Consumers face digital TV privacy threat

Interactive TV is taking off - but the price may be more than some bargained for

Web users have grown used to the idea that companies collect information about their online habits as a price for providing them with all that free content -- but now TV viewers will have to grapple with the same issues.

Interactive television has leapt to more than a 25 percent penetration in the UK in the past year, but is bringing with it concerns about privacy and security.

A US group brought privacy concerns to the fore earlier this week, criticising set-top box maker TiVo for collecting more information on users' viewing habits than it let on.

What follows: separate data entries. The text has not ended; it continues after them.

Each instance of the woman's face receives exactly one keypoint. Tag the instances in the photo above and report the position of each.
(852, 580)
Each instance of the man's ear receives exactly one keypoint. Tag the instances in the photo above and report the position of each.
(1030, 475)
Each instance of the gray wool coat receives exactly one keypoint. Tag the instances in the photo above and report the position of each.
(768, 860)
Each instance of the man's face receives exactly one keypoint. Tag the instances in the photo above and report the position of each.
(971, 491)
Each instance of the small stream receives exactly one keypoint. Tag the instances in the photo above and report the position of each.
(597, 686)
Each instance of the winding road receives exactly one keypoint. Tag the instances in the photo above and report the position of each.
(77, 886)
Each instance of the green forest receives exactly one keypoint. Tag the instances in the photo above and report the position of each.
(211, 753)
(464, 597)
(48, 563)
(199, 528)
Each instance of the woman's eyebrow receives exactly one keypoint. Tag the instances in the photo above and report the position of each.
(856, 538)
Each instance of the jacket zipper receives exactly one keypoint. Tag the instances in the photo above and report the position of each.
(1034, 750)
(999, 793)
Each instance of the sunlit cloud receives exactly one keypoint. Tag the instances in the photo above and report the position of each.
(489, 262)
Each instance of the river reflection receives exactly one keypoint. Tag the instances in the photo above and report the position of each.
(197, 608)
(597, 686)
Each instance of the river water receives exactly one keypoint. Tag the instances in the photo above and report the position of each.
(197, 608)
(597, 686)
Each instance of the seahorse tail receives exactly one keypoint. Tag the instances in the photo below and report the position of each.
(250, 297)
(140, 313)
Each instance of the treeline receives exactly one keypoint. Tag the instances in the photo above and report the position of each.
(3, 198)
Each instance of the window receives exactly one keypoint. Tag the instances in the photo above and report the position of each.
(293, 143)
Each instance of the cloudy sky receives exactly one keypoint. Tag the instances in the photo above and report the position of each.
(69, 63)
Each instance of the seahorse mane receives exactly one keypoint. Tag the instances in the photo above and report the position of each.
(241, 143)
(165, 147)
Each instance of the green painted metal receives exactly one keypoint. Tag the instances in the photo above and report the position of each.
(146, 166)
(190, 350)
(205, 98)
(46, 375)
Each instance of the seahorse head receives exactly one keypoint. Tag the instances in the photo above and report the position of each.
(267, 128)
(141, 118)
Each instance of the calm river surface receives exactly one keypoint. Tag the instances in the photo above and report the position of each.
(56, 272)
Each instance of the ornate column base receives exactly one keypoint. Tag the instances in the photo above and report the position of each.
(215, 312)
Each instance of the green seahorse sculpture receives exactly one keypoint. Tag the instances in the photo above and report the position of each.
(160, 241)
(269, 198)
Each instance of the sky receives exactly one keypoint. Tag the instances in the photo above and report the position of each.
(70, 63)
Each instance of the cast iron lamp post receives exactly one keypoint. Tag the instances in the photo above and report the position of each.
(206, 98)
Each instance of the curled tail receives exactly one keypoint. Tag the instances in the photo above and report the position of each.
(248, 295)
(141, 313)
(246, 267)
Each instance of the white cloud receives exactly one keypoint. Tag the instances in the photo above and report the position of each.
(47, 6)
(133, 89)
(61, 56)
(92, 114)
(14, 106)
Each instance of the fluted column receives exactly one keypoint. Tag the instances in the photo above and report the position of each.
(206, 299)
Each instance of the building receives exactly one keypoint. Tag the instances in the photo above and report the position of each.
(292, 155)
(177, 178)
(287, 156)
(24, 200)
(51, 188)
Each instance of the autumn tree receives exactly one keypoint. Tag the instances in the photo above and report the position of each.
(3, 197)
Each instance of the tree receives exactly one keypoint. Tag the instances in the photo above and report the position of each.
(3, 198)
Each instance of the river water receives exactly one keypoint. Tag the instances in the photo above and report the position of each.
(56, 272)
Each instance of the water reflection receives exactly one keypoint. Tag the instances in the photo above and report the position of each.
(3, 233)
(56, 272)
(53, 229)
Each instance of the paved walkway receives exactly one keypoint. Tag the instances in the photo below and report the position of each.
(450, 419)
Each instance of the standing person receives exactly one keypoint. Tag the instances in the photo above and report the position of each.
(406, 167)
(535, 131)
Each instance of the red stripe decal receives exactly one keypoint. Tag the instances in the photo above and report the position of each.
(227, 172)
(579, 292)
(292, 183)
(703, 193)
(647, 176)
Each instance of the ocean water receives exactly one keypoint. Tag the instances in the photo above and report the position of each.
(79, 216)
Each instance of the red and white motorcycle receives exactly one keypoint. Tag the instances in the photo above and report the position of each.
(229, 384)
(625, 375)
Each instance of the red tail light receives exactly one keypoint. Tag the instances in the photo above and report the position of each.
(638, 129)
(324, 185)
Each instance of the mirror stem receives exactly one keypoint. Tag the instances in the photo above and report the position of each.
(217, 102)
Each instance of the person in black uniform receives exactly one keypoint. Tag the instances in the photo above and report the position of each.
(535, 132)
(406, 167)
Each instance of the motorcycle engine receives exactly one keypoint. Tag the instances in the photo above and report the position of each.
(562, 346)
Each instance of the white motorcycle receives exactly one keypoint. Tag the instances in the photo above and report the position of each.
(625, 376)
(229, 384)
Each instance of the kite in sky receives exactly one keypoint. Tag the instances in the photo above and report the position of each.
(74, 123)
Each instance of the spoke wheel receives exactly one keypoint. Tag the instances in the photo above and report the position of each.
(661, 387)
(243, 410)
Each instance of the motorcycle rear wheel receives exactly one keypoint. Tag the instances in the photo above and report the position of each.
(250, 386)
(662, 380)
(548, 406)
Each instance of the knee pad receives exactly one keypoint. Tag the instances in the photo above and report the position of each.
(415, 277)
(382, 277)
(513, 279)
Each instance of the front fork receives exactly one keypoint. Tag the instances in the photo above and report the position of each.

Industry analysts say the report will be just the beginning of the controversy, as consumers discover how much their home electronics know about their home lives.

"Any digital set top box networked in someone's home can pretty much record whatever anyone does on that box. There's always the potential for collecting that data with these boxes," said Tim Grimsditch, analyst with Forrester Research. "There's going to be a huge public flap over security and privacy with this."

The TiVo device, about the size of a video recorder, records television programming on a hard drive and can be programmed to play them back at any time. It also has other functions including pausing and rewinding live programming.

The box dials into a server via a telephone line to collect TV schedule information, and also sends users' viewing information back to TiVo. The company strips personal information off this data and plans to sell it to advertisers, who could pay for the chance of more personalised marketing.

TiVo, which is sold in the UK through British Sky Broadcasting, says Monday's report arose from incorrect information, and that it will only sell anonymous information to advertisers.

"No one outside your home, not even the TiVo staff or any of TiVo's computer systems, will ever have access to any of your personal viewing information without your prior consent," says a statement on the company's Web site, summarising the privacy policy.

Still, consumers may be uncomfortable with the idea that their video recorder is sending a detailed log of their viewing habits back to marketers.

What's more, digital television will soon be standard in the UK, with the government aiming to switch off analogue broadcasting within the next few years, and that will make it easier for companies to collect and sell viewing information.

Forrester estimates interactive television -- including interactive systems from BSkyB, ntl, Telewest and ONdigital -- more than doubled from 11 percent at the end of 1999 to 25.4 percent at the end of 2000.

But is there really anything new about impersonal, profit-driven companies collecting information about us? Perhaps not. "I don't think there's a real risk," said analyst Grimsditch. "In the end, it's being sold to marketers, not the Chinese government. We trust implicitly that phone companies won't sell our phone records to marketers to extract interesting information about us."